Incominciare a leggere da piccoli fa bene e aiuta a crescere meglio. Per questo, andare con i figli in biblioteca e iniziarli al piacere della lettura sono ottime abitudini. Questi i consigli che arrivano in occasione del decimo anniversario del progetto di responsabilità sociale di GlaxoSmithKline “Leggere per Crescere”. Un’esperienza nata da 'Born to Read', iniziativa partita negli Stati Uniti (negli anni '90) ad opera dall’Associazione dei Bibliotecari americani con lo scopo di favorire, per mezzo della lettura ad alta voce, lo sviluppo mentale e l’amore per i libri nei bambini.

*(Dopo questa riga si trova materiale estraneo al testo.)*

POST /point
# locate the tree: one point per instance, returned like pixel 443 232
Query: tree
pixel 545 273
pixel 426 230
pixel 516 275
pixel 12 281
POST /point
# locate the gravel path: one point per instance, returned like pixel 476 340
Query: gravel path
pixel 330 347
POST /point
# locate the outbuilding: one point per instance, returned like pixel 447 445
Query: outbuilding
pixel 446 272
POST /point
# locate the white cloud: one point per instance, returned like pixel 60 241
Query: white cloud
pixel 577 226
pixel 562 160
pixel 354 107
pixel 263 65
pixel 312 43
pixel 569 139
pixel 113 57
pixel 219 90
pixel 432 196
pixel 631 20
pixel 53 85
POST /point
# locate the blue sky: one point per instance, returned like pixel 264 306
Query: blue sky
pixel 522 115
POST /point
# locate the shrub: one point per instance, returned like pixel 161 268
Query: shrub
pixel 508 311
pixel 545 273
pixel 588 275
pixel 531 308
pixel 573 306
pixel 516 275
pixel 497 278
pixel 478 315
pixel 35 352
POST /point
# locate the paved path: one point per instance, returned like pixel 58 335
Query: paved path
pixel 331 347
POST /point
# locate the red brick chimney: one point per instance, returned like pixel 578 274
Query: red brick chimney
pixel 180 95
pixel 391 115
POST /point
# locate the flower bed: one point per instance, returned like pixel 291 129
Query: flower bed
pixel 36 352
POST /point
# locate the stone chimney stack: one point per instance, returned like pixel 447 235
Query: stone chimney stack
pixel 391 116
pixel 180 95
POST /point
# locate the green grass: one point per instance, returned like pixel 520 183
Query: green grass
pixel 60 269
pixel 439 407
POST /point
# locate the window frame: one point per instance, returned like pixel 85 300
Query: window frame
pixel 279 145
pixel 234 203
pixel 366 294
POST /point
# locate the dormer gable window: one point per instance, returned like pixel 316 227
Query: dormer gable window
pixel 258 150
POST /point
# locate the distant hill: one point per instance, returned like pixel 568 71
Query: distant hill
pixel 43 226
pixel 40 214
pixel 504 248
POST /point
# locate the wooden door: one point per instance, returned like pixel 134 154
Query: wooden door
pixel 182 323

Un tipo di attività che, oltre ad aiutare i più piccoli a crescere meglio, può anche migliorare il rapporto con i genitori. Queste le regole indicate degli esperti. Dedicare, ogni giorno, un po’ di tempo a “raccontare” al bambino, confrontarsi con il pediatra e gli educatori per condividere i progressi ottenuti, seguire le reazioni del bimbo (a volte potrebbe sembrare insofferente, ma spesso è sufficiente modificare il tono per risvegliare il suo interesse).

E ancora, non cercare la quantità, ma la qualità del racconto, parlare come nella vita quotidiana invece di inseguire linguaggi ricercati e specifici, sfruttare sguardi, ammiccamenti e variazioni di tono per puntare su di una comunicazione globale. Infine, non ricorrere alla lettura come “sonnifero”, adattare racconti e letture all’età del bimbo, insegnargli a pensare al libro come ad un regalo (appetibile come un giocattolo) e favorire le visite alle biblioteche.

Il rapporto con la lettura nei bambini cambia, ovviamente, a seconda dell'età. Ma è un avventura che può cominciare molto presto, più o meno a partire dai sei mesi. A quest’età, naturalmente, il bambino è attratto dalle foto e dalle figure del libro. Con il tempo, però, i volumi con i quali entra in contatto dovranno variare costantemente. Si passerà, dunque, da libri robusti e maneggevoli con figure di animali oppure di personaggi che compiono azioni familiari (accompagnati per esempio da filastrocche) a brevi testi con frasi semplici. E poi, via via, a racconti che favoriscono l’identificazione con i personaggi per arrivare, gradualmente, quando il bambino è più grande, ai classici della letteratura per l’infanzia oppure a storie di amicizia ma anche libri fantastici e avventurosi. Senza tralasciare le fiabe che, tradizionalmente, accompagnano l’avventura dei più piccoli con la lettura.